It may give you sticker shock, but Sharp's new LCD TV uses LED lighting technology that gives viewers a dazzling home-theater experience
Just a few years ago, a high-end, high-definition TV would set you back about $10,000. These days, you can get an excellent set for half that price. So I found it odd when, in September, Sharp introduced its Limited Edition 65-inch Aquos XS series with a whopping $18,000 price tag.
After trying it out for two months, I was still asking myself whether it's worth the premium. Now available online for as low as $15,000, the Aquos XS delivers an outstanding picture. It's a good choice for people who have their hearts set on liquid-crystal display (LCD) technology, and money to spare. But it suffers from design quirks that may leave some TV buyers hankering for a more affordable set—say, a plasma set from Pioneer that sells for about one-third the price.
The LED Advantage
The Aquos XS is part of a new crop of LCD sets that employ a relatively new lighting technology called light-emitting diodes, or LEDs. They have three major benefits over the fluorescent-tube LCDs that are more common today. Unlike fluorescent tubes, LEDs allow greater flexibility over which parts of a TV are lit to deliver a picture. That helps them deliver much better black levels and detail. Because there's less leakage of light from always-on bulbs, you can view the picture better from off-angles. LED screens are also more energy-efficient and should last longer than tube lighting.
The Aquos XS takes LED technology even further.
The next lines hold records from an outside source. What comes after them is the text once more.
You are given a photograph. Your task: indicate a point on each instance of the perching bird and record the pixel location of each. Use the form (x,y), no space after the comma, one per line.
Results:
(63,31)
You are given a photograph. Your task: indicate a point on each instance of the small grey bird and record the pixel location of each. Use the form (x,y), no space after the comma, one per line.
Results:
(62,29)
Sharp's engineers used a combination of red, blue, and green diodes, enabling the set to deliver more color combinations than white LEDs found in sets from Samsung and others, and as much as 150% of the colors represented in the official broadcasting color gamut. (Old cathode-ray tubes were limited as to the number of colors they could produce, and standards were set around that.)
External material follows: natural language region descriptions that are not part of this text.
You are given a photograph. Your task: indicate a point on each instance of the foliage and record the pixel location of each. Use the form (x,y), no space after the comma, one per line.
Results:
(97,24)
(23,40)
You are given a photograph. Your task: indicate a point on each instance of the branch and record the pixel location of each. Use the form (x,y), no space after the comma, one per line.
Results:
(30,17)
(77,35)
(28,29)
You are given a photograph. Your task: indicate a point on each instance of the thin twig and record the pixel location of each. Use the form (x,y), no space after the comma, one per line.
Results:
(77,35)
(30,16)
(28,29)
As a result, detail you might miss in other sets, particularly LCDs, jumps off the screen of the Aquos XS. While watching the Blu-ray high-definition version of The Dark Knight on a Sony (SNE) PlayStation 3, I was surprised to see details and colors that I had missed when I watched the same movie several times in theaters. Ditto for the opening 20 minutes of Iron Man.
The Aquos XS also uses 120 Hz technology that aims to reduce motion blur in fast-action scenes by doubling the typical screen refresh rate. I'm not usually a fan of this technology because it can make your picture look more like standard video. But in my tests using a Denon Electronics Blu-ray player, a DirecTV (DTV) satellite feed, a Nintendo Wii, and the PS3, I was happy to see that each experience delivered movie-like scenes when they were supposed to.
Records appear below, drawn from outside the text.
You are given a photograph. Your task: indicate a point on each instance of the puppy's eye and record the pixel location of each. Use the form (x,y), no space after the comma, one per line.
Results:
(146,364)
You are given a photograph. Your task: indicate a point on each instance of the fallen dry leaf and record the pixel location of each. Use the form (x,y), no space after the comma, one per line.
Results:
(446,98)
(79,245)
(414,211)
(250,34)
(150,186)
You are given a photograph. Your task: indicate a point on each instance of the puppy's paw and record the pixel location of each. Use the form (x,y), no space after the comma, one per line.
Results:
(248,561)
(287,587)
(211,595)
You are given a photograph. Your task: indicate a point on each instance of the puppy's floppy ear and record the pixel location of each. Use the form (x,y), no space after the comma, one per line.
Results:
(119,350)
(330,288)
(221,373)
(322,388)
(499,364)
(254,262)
Out of the box, the Sharp set tends to make reds and greens jump out more than they should, but it's easy to tone the colors down by using one of the presets common on many sets, such as movie or game modes. And advanced users can dive deeper to adjust the color gamut—though with its high price tag, it's more likely that Aquos XS buyers would opt for professional calibration.
Some Design Flaws
I had mixed feelings about the set's design. Sharp's engineers opted for a brushed-steel front bezel but had to make several trade-offs to deliver an overall frame that measures a little over an inch thick. My biggest gripe was with the touch controls that hang down from the front-center of the screen, giving the TV a buck-toothed appearance.
In a reflection of its recent tieup with Pioneer, Sharp attached a sound bar below the screen that delivers surprisingly good sound. But if you're a home-theater enthusiast with a surround-sound system, this feature may be extraneous. A company executive says you can remove the sound bar. I took a stab at it, but got the impression it may not be worth the hassle.
Some potential buyers might be turned off by the comeback of the external set-top box that acts as the brains of the Aquos XS. The Audio Visual Controller box connects to the TV via an HD multimedia interface (HDMI) and houses all the inputs, which include five HDMI (one on the front) for newer set-top boxes, Blu-ray players, and game machines; two component video inputs (one on the front); a VGA computer input; and an RF input for connecting a digital over-the-air antenna or cable tuner.
There's also an Ethernet port that enables certain Internet-delivered "widgets," including local weather, news, stock tickers, and enhanced support services. For all those who might have older equipment such as VCRs, the AVC box has three composite video inputs as well as an S-video input.
At 138 lb. without a stand, the limited-edition model is particularly heavy when compared with most other HDTVs of its size. A Sharp spokeswoman says the company needed to reinforce the frame to protect the fragile glass housing the LEDs. But if you add one of the accompanying stands being offered, you'll need at least two brawny people to position the TV. Some walls might require reinforcement if you plan to hang it.
The accompanying remote is nicely laid out, with a small backlit LCD screen on top, a numerical keypad, and four of the most common command keys below (input, mute, send, and back). But the volume and channel rocker buttons should be larger, and for the cost, I would have expected the entire remote to be backlit—though this is only a minor quibble.
The Sharp Aquos is one the best LCD TVs on the market today, though rival products from Samsung and Sony deliver many of the same benefits for far less. But if you're willing to pay up for a truly theater-like experience and want to stand out from the crowd, the XS Limited Edition will fit the bill.